Every enterprise software product relies on other infrastructure totally out of its control. Yes, your product might be communicating over the network. Still, it’s unreasonable to expect every software product to somehow anticipate a network outage or a misconfiguration that disrupts that product’s operation. The same applies to data storage and server infrastructure.
You can write only so much code to manage these kinds of external dependencies. And, because they are non-functional, this is the first place you cut when your roadmap starts constricting around your dwindling capacity. It’s not right or wrong; it’s just what happens.
Our Five Whys failed to represent this nuance and complexity.
Do a Five Whys for your failed Five Whys?
Do a Five Whys to figure out why your Five Whys didn’t help you find the actual root cause of your complex problem.
Just kidding.
Critics accurately point out that the Five Whys method is too single-threaded to address complex real-world problems. These same critics suggest that fault tree analysis or fishbone diagrams are far more adept at capturing the complexity of most real-world situations.
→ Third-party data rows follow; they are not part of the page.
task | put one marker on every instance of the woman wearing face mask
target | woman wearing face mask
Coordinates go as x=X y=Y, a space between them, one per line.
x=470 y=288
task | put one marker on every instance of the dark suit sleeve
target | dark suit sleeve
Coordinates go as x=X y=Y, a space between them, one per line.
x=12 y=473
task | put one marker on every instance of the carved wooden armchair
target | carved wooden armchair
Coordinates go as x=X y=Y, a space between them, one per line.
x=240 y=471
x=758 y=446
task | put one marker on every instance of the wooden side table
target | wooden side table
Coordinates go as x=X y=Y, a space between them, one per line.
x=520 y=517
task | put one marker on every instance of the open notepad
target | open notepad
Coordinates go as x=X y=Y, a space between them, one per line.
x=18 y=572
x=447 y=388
In our case, the system as a whole failed. Our analysis might have benefited by applying the fault tree methodology, but it seems pretty heavyweight for the nature of our problem. After all, fault tree analysis was developed to keep commercial aircraft aloft and send astronauts to the moon. The fishbone methodology seems more preventive and something to use proactively to determine all the possible causes of communication failures between our product’s components. Helpful, but maybe not the best tool to get us to the outage’s root cause.
I’ll keep experimenting to find a middle ground between a Five Whys and a fault tree analysis.